Im Laufe des Abends bekamen die Gruppen die Aufgabe, eine Pizzabestellung abzugeben. Das wurde einmal gesagt und nach zehn Minuten lagen aus allen neun Gruppen die Zettel da. Anschließend war in einer Gymnastikhalle nebenan Diskoparty. Am ersten Abend … ich kenne das sonst vom letzten Abend. Und dazu wurde über die Gruppenvertreter abgestimmt: Pyjamaparty oder Pampersparty. Ich habe Cathleen angeguckt und wir dachten im selben Moment dasselbe: Das geht schief und das ist auch nicht mehr witzig. Einfach, weil viele von den Kindern und Jugendlichen eine Blasenlähmung haben. Bei weitem nicht alle, etliche (wo es funktioniert) sind auch über Tabletten so eingestellt, dass die Blase sich gar nicht mehr entleert und sie sich mehrmals täglich durch die Harnröhre kathetern müssen – aber die Anzahl derer, die (trotzdem) Probleme hat und für die das hier zu weit gehen könnte, schätzten wir beide als sehr hoch ein. Und schon ein einziger, der sich unwohl fühlt, weil er seine Behinderung vorgeführt sieht, ist einer zuviel.
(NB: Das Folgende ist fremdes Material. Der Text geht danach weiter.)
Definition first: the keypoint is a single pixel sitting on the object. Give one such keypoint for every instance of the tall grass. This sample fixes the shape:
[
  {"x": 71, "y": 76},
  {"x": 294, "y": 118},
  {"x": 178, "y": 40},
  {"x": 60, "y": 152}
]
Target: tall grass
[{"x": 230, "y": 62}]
Es wurde mehrheitlich für die Pampersparty abgestimmt und es gab … niemanden, der sich unwohl fühlte. Diese Diskoparty war der Renner schlechthin. Die Halle war warm, es gab die Auflage, dass niemand fotografieren darf, und es durften nur einschlägig bekleidete Leute überhaupt rein. Einschließlich Betreuer, Paten, wie auch immer man das nennen will. Ich kam mir vor wie bei meinem ersten Saunabesuch. Guckt einer? Was denkt der? Muss ich so rot sein im Gesicht? Nach anfänglichem Gegacker und T-Shirt-im-Sitzen-bis-über-die-Knie-ziehen haben die Initiatoren genau das erreicht, was man sonst nie erreichen würde: Einen offenen Umgang mit dem Thema. Alle waren plötzlich gleich (die, die sonst keine Windeln tragen, bekamen von den örtlichen Initiatoren welche
geschenkt), jeder einzelne konnte ausprobieren, wie er auf andere wirkt, Hemmungen abbauen, gerechtfertigt durch dieses eher alberne Spielchen vielleicht auch mal über etwas reden, was man sonst besser geheim hält. Als dieser Vorschlag gemacht wurde, hätte ich nicht gedacht, dass das so ein Spaß wird. Am meisten konnte ich mich über unsere Trainerin totlachen, die drei Anläufe brauchte, bis sie das Ding richtig herum angelegt hatte. Alles nicht so einfach…
Ich war an dem Wochenende, was den sportlichen Teil angeht, dafür zuständig, 24 Leuten die Rollwende beizubringen. Etliche konnten sehr gut schwimmen und lernten das auch sehr schnell. Bei zweien brauchte ich
am Ende dann doch eine erfahrene Trainerin, die noch zwei entscheidene Tipps geben konnte.
Nach zwei Nächten auf Matten im Schlafsack mit rund 100 Leuten in einer Sporthalle (einer labert im Schlaf, einer pupst, einer schmatzt, einer schnarcht, einer dreht sich) bin ich froh, wieder mein eigenes Bett zu haben. Aber die Fahrt nach Hessen hat sich wirklich gelohnt. Es war ein tolles Erlebnis.